Frankfurt am Main – Anna Groher vom Lehrstuhl für Bioverfahrenstechnik der TU München hat für ihre Masterarbeit zur Entwicklung eines Zwei-Enzym-Systems zur Produktion von N-Acetyl-Neuraminsäure den erstmals vergebenen "Preis des Zukunftsforums Biotechnologie" der Dechema erhalten. Er ist in diesem Jahr dank der Unterstützung von Sartorius mit 3000 Euro dotiert und wurde während der Feier zum 10-jährigen Jubiläum des Zukunftsforums in Frankfurt überreicht.

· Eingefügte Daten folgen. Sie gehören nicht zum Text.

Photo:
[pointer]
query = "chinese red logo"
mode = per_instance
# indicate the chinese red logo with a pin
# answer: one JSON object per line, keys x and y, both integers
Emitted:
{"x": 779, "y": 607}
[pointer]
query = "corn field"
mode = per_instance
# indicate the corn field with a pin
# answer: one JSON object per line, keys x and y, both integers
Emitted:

N-Acetyl-Neuraminsäure spielt eine wichtige Rolle bei zahlreichen physiologischen Prozessen und ist Ausgangsstoff für die Synthese einer ganzen Reihe von pharmakologisch aktiven Substanzen. Frau Groher gelang es, zwei N-Acyl-D-Glucosamin-2-Epimerasen aus Cyanobakterien gentechnisch herzustellen und zu charakterisieren. Eine der Epimerasen kombinierte sie mit dem Enzym N-Acetyl-Neuraminat-Lyase aus E. coli zu einem zweistufigen Syntheseverfahren zur Herstellung von N-Acetyl-Neuraminsäure. Sie entwickelte auch ein kinetisches Modell und konnte mittels Reaktionsgeschwindigkeitsmessungen den bislang angenommenen Reaktionsmechanismus der N-Acetyl-Neuraminat-Lyase korrigieren.